Based on the available evidence, the Blue Cross and Blue Shield Association Medical Advisory Panel made the following judgments about whether CYP2D6 genotyping for directing endocrine therapy regimen selection for women at high risk for primary breast cancer or breast cancer recurrence meets the Blue Cross and Blue Shield Association Technology Evaluation Center (TEC) criteria.

1. The technology must have final approval from the appropriate governmental regulatory bodies.

The Roche AmpliChip CYP450 Test is cleared by the U.S. Food and Drug Administration (FDA) and is “intended to identify a patient’s CYP2D6 and CYP2C19 genotype from genomic DNA extracted from a whole blood specimen. Information about CYP2D6 and CYP2C19 genotype may be used as an aid to clinicians in determining therapeutic strategy and treatment dose for therapeutics that are metabolized by the CYP2D6 or CYP2C19 gene product” (http://molecular.roche.com/assays/ Pages/AmpliChipCYP450Test.aspx).

CYP2D6 genotyping assays are also available as laboratory-developed tests (LDT). Clinical laboratories may develop and validate tests in-house and market them as a laboratory service; laboratories offering LDTs as a clinical service must meet the general regulatory standards of the Clinical Laboratory Improvement Act (CLIA) and must be licensed by CLIA for high-complexity testing.

FDA has considered updating the label for tamoxifen (brand and generics) with information or recommendations regarding CYP2D6 genotyping and impact on tamoxifen efficacy. On October 18, 2006, FDA held an Advisory Committee meeting to answer specific questions regarding the evidence and recommendations for the label update. Since that Advisory Committee meeting, AstraZeneca, the brand name (Nolvadex®) manufacturer, has ceased producing tamoxifen and is no longer maintaining the prescribing information. As of the date of this Assessment, no direction has come from FDA regarding revised labeling of generic versions of tamoxifen to include CYP2D6 genotyping information.

2. The scientific evidence must permit conclusions concerning the effect of the technology on health outcomes.

There are several limitations to the overall body of evidence, but the largest, most well-designed studies do not support clinical validity of the test. In the absence of evidence for clinical validity, evidence to support clinical utility is lacking.

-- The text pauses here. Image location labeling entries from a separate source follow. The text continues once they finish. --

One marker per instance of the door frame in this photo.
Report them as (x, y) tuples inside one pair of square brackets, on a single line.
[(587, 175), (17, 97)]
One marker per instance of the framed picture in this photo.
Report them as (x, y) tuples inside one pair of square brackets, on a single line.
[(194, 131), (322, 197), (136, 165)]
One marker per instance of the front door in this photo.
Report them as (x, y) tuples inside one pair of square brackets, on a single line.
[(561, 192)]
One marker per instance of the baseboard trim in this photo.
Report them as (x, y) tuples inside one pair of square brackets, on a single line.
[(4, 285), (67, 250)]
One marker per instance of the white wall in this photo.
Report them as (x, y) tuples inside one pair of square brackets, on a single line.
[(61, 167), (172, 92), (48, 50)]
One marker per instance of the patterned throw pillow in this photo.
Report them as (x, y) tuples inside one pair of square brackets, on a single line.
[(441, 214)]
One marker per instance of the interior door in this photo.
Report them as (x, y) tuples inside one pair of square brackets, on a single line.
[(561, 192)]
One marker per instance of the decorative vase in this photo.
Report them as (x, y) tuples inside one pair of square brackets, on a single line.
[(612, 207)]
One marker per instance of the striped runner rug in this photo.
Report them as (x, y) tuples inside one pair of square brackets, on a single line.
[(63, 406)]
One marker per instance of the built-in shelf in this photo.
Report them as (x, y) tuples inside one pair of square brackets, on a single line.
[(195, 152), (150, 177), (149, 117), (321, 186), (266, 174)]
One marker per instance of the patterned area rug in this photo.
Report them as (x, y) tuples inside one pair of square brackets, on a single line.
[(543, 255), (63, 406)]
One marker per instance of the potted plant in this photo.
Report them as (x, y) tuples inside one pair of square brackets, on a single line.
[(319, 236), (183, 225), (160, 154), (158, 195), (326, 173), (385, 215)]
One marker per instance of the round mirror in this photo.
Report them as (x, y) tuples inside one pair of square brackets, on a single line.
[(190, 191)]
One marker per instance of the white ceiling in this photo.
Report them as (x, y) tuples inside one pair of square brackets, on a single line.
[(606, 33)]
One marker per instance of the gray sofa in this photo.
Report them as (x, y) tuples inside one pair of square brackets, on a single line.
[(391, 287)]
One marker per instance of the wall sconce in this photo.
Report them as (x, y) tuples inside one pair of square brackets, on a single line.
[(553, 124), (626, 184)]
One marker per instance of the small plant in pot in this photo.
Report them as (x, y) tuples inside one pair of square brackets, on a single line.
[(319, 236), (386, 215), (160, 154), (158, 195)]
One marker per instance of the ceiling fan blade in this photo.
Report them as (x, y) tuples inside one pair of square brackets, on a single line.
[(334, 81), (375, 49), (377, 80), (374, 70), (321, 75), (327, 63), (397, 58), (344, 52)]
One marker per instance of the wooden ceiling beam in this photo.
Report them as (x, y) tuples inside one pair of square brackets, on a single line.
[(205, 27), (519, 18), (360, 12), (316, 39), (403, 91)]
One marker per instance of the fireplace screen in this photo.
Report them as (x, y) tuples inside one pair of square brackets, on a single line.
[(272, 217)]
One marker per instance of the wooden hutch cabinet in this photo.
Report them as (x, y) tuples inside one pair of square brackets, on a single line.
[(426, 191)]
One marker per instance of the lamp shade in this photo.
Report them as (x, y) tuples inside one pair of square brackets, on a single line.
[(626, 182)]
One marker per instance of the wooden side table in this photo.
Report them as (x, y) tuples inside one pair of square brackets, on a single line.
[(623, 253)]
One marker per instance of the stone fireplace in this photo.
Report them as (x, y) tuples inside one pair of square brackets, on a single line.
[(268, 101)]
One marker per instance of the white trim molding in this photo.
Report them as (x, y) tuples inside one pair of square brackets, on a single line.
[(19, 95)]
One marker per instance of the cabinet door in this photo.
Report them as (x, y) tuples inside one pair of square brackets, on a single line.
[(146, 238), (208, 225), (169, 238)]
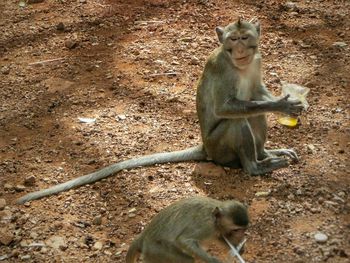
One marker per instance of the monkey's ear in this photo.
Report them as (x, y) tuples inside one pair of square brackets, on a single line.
[(217, 213), (220, 32), (257, 27)]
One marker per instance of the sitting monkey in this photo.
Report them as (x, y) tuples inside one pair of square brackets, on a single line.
[(176, 234), (231, 105)]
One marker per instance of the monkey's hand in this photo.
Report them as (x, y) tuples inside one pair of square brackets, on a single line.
[(214, 260), (290, 107)]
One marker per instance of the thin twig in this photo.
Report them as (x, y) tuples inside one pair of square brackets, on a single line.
[(164, 74)]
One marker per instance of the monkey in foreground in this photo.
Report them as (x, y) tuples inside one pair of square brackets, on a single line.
[(231, 105), (178, 232)]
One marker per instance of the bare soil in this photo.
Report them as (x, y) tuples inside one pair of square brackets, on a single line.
[(133, 65)]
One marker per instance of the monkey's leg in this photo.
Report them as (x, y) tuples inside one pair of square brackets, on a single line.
[(218, 146), (245, 146), (284, 152), (161, 252)]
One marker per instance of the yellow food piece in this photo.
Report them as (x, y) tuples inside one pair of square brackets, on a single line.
[(288, 121)]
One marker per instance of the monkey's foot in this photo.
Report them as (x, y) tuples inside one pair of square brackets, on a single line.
[(285, 152), (267, 165)]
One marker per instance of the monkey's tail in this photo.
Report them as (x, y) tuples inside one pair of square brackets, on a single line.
[(134, 251), (196, 153)]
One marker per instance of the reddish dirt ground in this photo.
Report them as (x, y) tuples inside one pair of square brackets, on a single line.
[(112, 59)]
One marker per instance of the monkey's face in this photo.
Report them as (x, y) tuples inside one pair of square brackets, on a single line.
[(240, 40)]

3. The technology must improve the net health outcome.

Evidence for clinical utility is currently lacking.

4. The technology must be as beneficial as any established alternatives.

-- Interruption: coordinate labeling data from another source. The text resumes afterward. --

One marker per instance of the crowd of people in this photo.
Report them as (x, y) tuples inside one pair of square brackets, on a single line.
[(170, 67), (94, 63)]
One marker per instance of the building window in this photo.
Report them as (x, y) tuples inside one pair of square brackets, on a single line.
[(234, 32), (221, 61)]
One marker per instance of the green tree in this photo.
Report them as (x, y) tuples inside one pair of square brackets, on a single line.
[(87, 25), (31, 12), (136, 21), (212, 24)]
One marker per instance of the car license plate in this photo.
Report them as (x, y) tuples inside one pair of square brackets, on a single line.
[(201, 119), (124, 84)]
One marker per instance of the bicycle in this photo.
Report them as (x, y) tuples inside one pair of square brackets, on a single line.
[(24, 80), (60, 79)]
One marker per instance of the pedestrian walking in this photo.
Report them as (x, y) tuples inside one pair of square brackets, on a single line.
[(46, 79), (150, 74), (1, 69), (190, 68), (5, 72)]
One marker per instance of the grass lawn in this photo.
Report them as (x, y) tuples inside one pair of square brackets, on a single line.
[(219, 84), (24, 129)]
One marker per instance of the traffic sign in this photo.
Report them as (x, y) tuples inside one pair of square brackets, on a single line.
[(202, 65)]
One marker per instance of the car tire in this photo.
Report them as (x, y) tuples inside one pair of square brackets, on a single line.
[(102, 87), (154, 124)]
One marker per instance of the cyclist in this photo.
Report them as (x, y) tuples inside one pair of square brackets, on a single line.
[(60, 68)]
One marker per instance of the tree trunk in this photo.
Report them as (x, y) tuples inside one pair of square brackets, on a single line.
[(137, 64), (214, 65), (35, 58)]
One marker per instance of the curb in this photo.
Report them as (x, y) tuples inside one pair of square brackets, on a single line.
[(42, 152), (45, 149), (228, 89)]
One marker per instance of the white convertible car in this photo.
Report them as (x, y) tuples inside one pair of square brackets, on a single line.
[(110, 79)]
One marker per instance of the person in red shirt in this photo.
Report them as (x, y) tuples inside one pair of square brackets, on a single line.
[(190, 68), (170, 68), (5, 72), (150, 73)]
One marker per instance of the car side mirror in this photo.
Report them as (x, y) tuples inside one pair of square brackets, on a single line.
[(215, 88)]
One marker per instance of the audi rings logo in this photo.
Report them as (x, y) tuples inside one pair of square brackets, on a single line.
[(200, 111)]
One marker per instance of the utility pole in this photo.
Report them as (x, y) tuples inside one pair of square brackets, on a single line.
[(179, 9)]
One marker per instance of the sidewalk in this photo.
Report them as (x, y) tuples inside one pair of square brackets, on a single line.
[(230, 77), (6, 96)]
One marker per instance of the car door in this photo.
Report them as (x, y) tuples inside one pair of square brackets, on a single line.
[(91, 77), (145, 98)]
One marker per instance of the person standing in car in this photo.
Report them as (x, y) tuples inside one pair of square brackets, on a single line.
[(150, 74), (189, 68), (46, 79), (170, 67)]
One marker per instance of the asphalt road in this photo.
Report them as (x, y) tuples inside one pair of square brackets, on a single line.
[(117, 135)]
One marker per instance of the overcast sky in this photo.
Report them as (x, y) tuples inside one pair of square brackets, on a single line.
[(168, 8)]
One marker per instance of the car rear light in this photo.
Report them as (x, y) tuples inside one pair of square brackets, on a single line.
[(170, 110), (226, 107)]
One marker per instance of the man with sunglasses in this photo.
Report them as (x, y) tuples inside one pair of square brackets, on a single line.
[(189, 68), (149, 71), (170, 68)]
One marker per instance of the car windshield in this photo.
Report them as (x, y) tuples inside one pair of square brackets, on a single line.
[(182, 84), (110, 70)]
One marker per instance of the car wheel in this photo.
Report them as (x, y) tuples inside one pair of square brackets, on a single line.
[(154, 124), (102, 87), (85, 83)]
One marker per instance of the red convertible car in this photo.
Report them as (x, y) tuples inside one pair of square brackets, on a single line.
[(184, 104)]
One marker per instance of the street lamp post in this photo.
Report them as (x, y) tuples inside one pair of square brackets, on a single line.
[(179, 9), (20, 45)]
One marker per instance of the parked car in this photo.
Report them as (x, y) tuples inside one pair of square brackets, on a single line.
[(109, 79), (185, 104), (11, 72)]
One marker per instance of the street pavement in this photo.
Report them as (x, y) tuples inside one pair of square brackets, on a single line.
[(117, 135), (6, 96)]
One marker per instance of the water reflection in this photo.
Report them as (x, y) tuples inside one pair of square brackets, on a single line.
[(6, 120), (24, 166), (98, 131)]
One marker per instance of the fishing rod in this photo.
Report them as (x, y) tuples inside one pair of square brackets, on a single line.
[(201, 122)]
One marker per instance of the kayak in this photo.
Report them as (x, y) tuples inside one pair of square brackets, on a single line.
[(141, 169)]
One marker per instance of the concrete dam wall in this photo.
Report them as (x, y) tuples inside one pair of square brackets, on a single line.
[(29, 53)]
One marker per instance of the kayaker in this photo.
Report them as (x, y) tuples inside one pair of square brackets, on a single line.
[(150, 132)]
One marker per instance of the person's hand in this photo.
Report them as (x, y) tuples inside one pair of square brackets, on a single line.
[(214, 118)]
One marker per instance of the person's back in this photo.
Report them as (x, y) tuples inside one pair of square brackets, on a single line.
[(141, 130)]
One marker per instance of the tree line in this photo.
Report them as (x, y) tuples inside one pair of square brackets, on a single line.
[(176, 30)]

Because the available evidence does not clearly support a significant association between CYP2D6 genotype and tamoxifen treatment outcome, a chain of evidence supporting the clinical utility of CYP2D6 genotyping for directing endocrine therapy regimen selection for women at high risk for or with breast cancer cannot be constructed.

5. The improvement must be attainable outside the investigational settings.

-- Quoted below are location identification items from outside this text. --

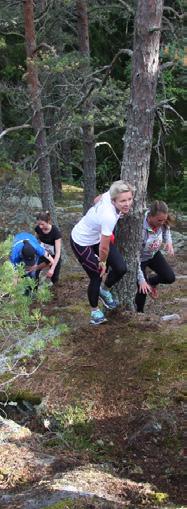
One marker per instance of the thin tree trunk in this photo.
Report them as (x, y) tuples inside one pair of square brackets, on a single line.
[(139, 134), (66, 157), (38, 118), (89, 164)]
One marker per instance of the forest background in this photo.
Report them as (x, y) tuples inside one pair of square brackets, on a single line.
[(92, 85)]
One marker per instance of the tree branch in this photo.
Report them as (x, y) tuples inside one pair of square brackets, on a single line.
[(16, 128), (174, 12), (128, 7), (167, 65)]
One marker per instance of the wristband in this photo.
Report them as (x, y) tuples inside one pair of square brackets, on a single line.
[(103, 264)]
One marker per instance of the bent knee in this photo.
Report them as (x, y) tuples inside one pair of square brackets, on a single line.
[(171, 278), (122, 269)]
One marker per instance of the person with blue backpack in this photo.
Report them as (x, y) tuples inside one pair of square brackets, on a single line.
[(27, 249)]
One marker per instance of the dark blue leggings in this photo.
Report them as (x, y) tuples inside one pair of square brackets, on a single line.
[(88, 258)]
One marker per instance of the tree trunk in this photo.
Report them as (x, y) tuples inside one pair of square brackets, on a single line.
[(139, 133), (38, 118), (89, 163), (66, 157)]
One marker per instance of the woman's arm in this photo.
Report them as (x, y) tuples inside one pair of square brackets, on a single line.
[(58, 244), (103, 252)]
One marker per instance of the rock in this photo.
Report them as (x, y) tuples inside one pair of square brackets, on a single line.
[(10, 430), (168, 318)]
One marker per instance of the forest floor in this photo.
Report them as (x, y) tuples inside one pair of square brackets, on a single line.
[(110, 421)]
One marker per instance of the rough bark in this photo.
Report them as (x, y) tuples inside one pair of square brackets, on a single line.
[(66, 157), (38, 118), (139, 133), (89, 162)]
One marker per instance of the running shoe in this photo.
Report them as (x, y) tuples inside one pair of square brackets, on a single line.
[(107, 299), (97, 317)]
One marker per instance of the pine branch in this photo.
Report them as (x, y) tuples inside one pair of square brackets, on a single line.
[(16, 128)]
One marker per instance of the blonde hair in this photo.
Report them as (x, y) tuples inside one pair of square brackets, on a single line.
[(44, 216), (118, 187)]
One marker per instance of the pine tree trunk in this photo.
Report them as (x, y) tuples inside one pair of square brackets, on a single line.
[(89, 164), (139, 133), (43, 161)]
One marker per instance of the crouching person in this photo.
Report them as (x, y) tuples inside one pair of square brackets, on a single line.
[(156, 232), (27, 250)]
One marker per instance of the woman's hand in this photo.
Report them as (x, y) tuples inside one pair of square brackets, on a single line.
[(144, 287), (50, 272), (169, 248), (102, 268)]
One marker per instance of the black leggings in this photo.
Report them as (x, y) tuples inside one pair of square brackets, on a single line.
[(55, 276), (164, 275), (88, 258)]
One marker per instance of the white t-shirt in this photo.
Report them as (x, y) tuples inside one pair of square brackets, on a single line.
[(99, 220)]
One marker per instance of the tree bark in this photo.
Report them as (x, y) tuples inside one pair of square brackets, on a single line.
[(38, 117), (139, 134), (89, 163)]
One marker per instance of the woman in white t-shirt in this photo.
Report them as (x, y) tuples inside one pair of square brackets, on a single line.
[(90, 241)]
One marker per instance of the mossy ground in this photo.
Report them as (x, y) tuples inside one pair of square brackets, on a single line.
[(102, 383)]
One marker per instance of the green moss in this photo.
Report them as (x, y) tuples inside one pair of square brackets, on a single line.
[(25, 395), (159, 497), (67, 504), (75, 276), (78, 308)]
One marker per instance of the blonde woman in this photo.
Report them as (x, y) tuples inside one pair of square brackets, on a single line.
[(92, 246)]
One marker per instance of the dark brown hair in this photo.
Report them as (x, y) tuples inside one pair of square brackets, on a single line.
[(44, 216), (157, 207), (160, 206)]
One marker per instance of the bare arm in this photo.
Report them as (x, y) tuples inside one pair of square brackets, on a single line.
[(58, 244)]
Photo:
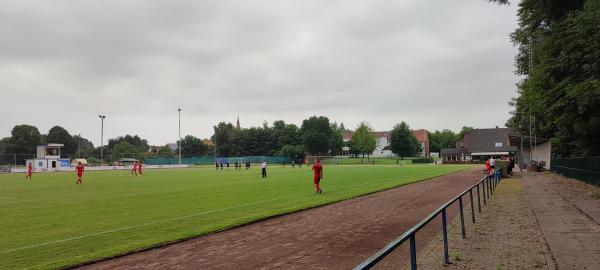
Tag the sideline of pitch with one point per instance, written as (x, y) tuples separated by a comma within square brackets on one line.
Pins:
[(217, 210)]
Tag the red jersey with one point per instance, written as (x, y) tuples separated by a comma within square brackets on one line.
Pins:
[(317, 168)]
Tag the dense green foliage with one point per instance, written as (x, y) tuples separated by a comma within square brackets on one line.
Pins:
[(404, 143), (442, 139), (50, 222), (423, 160), (58, 134), (316, 135), (560, 96), (192, 147), (363, 142)]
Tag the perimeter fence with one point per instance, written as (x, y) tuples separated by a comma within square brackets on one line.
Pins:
[(484, 187), (586, 169), (207, 160)]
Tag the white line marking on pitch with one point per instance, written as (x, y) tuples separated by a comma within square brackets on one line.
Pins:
[(167, 220)]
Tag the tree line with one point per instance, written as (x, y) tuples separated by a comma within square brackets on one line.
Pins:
[(316, 136), (24, 140), (558, 42)]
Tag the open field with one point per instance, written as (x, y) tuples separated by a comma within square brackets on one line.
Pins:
[(50, 222), (371, 160)]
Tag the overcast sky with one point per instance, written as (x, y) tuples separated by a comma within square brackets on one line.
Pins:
[(433, 64)]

The use of CYP2D6 genotyping for directing endocrine therapy regimen selection for women at high risk for or with breast cancer to improve health outcomes has not been demonstrated in the investigational setting.

Based on the above, CYP2D6 genotyping does not meet the TEC criteria for directing endocrine therapy regimen selection for women at high risk for primary breast cancer or breast cancer recurrence.

a Wegman P, Vainikka L, Stal O et al. (2005). Genotype of metabolic enzymes and the benefit of tamoxifen in postmenopausal breast cancer patients. Breast Cancer Res, 7(3):R284-90.